S.M. experimenta la soledad o la tristeza, pero, a diferencia de los demás, no
sabe lo que es el miedo.
Esta
mujer vivió en un barrio peligroso, abatido por la pobreza, el crimen y el
tráfico de drogas. Los investigadores la llevaron al lugar donde estuvo a punto
de perder la vida cuando ella contaba con 30 años. Regresaba a su casa sobre
las diez de la noche. A su izquierda le llegaba el sonido del coro de una
parroquia cercana. Un drogadicto que estaba sentado en un banco la llamó, pero
en vez de huir, ella se aproximó con una fría curiosidad. El individuo le cogió
del brazo y la obligó a sentarse, colocando un cuchillo sobre su garganta.
“¡Voy a cortarte, zorra!”. Escuchó la amenaza sin sentir miedo, con el coro
parroquial de fondo.

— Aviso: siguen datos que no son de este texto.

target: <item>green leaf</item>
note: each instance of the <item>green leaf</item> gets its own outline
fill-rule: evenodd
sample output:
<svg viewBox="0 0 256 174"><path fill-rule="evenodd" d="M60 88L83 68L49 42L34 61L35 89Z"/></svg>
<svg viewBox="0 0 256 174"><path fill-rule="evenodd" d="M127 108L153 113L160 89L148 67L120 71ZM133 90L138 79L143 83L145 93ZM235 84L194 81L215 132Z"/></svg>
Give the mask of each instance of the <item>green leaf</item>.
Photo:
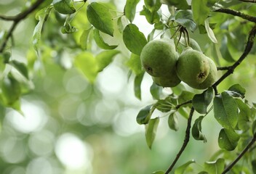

Y mirando a su atacante, le dijo “Si vas a matarme,
tendrás que hacerlo con el consentimiento de los ángeles de mi Dios”. El hombre
entonces la dejó ir. Al día siguiente, ella volvió a su casa eligiendo el mismo
camino sin experimentar aprensión alguna.
Pero
S.M., como pudieron corroborar Feinstein y Damasio, sí había experimentado los
miedos típicos infantiles cuando era una niña menor de 10 años: el pavor a la
oscuridad, o en una visita al cementerio en la que fue asustada bruscamente por
su hermano. En una ocasión, ella intentó acariciar a un dóberman mientras
estaba en la casa de una amiga de su madre. “De repente, me acorraló hasta una
esquina, gruñendo. No me dejaba escapar”, recuerda. La dueña cogió al perro de
la cadena y dijo: “Ahora ve despacio hacia la puerta. Si te apresuras, saltará
sobre ti”. S.M. recuerda ese temor, pero no lo asocia a su vida adulta. La
calcificación de su amígdala fue gradual y se aceleró a partir de los 20 años.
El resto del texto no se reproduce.